Valora’s Response to LTN article: Take Two: Reactions to 'Da Silva Moore' Predictive Coding Order
What is missing there, and elsewhere, is a
discussion of
the specific weaknesses of the overall Predictive Coding
technique. Here
are just three drawbacks of the technique:
- PC tagging algorithms are not transparent. No one really knows why the PC engine "chose" the documents it did. Typically, the “choosing” algorithm is hidden and not disclosed. All we know is that somehow the document recognized is a lot like another tagged.
- PC has no checks or balances on the skill set, education, consistency or motivations of the seed set coder(s). The entire Predictive Coding approach assumes that the seed set coder(s) know what they are doing, and that they are correct, consistent and honest.

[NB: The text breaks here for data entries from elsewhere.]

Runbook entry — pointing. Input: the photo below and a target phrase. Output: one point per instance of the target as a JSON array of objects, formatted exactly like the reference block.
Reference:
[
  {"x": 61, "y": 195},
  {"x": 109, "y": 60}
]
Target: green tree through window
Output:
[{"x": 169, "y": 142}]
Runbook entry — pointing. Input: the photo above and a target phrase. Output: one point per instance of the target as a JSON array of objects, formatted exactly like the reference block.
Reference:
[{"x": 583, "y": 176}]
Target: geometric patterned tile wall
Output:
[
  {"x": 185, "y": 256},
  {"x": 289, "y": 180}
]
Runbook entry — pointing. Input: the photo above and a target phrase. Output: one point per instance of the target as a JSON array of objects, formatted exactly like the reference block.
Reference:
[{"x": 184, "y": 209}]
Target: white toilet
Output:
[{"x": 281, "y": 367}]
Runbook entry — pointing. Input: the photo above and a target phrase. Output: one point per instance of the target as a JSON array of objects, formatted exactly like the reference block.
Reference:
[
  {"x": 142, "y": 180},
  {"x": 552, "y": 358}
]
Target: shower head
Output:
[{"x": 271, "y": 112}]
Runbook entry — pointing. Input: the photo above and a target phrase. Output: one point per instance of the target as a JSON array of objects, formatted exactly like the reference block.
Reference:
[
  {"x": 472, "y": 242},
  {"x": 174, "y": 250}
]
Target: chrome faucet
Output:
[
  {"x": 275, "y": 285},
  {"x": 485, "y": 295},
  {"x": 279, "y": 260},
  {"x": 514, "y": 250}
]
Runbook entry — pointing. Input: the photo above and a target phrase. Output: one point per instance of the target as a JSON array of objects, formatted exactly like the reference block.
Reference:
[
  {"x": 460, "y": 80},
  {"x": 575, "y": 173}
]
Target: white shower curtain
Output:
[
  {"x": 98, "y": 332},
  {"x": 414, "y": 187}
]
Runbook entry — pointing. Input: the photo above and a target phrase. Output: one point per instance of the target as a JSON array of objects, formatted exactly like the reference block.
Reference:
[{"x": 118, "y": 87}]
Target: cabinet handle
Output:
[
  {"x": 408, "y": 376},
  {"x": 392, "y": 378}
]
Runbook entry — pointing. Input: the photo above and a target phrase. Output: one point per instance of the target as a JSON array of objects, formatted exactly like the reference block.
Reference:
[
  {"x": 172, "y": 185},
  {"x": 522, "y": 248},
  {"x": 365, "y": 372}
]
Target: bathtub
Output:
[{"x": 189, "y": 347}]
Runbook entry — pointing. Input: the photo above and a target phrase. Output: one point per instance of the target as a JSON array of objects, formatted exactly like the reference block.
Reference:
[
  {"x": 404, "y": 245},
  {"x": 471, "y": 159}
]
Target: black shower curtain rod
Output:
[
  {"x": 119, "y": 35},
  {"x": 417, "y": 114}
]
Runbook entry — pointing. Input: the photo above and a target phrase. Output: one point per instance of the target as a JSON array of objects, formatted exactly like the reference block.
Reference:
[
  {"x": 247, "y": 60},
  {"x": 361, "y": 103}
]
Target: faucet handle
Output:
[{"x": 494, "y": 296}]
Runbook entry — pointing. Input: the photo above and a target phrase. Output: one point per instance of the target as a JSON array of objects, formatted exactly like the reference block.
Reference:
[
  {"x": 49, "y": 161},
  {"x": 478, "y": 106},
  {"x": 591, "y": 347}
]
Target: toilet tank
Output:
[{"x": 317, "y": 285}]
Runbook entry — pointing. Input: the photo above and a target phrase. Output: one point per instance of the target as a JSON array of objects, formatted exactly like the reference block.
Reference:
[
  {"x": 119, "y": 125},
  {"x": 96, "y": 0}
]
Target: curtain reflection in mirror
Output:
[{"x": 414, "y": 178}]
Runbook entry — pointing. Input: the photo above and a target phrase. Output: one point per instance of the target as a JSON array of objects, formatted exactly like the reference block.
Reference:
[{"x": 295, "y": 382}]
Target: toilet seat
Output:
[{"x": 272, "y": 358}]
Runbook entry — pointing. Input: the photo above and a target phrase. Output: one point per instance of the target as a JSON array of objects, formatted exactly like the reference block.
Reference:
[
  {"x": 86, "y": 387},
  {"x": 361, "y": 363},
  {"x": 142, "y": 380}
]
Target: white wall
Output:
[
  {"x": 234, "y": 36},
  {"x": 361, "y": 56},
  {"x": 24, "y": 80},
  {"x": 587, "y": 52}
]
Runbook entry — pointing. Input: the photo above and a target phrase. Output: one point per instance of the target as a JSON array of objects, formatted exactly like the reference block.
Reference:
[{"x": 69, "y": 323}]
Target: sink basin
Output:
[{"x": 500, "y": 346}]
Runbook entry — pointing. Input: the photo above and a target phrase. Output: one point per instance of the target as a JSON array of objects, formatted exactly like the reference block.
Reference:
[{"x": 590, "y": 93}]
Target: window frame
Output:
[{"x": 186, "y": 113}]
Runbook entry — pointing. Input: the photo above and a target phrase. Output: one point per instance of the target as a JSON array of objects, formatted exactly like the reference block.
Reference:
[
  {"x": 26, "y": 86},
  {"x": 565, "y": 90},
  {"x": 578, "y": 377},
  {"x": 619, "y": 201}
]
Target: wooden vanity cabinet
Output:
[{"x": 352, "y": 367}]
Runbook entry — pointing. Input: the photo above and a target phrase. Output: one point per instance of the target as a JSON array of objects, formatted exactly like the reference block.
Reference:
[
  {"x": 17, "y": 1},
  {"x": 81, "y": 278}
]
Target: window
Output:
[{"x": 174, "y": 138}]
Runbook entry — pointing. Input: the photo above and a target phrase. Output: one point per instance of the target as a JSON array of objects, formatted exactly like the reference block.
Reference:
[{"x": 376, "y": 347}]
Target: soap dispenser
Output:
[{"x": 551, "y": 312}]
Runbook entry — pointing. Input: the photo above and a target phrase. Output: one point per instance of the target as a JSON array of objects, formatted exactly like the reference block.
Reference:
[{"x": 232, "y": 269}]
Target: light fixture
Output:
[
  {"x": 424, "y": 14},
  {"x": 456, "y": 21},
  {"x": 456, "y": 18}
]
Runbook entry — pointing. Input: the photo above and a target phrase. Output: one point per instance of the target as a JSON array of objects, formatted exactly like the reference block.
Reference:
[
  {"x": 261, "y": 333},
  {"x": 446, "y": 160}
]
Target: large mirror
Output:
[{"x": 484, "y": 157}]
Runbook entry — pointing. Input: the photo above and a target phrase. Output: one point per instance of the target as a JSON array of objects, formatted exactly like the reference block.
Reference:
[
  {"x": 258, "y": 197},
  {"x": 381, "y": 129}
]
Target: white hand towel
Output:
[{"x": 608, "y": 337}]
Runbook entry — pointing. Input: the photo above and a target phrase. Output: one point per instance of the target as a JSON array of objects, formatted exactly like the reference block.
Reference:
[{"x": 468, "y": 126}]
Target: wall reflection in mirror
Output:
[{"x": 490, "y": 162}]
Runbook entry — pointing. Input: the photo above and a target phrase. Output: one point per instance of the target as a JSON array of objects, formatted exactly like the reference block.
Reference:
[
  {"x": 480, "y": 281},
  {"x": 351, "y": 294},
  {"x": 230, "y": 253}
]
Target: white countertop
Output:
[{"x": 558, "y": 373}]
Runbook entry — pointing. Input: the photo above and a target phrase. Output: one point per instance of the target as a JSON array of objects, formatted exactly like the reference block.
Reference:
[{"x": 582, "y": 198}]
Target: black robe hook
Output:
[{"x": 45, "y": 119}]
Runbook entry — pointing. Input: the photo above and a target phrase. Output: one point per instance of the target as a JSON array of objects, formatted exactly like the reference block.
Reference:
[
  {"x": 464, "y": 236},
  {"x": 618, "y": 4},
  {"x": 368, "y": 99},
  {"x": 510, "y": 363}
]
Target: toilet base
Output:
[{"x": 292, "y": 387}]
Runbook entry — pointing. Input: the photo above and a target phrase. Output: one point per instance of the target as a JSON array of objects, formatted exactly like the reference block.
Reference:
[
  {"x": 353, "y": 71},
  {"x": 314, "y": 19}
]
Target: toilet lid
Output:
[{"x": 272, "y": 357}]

Would you defend that position, particularly given that the “human being as gold standard" concept has been roundly deflated (see Blair & Maron, Grossman, TREC, etc.)?
- Typically, seed set creation and audit sampling for PC use a random sampling technique, the weakest of all types.
Other sampling techniques
(stratified,
cluster, panel, etc.) are aware of document attributes and
utilize intelligent
groupings to create a much stronger, more representative sample
for seed set
coding and auditing purposes.
Since at present, all Predictive Coding
solutions are
products, which means they have limited functionality and
flexibility for
specific case matters, perhaps we should be thinking about the
broader picture of
Technology-Assisted Review (TAR) as a service – customizable,
measurable and
transparent.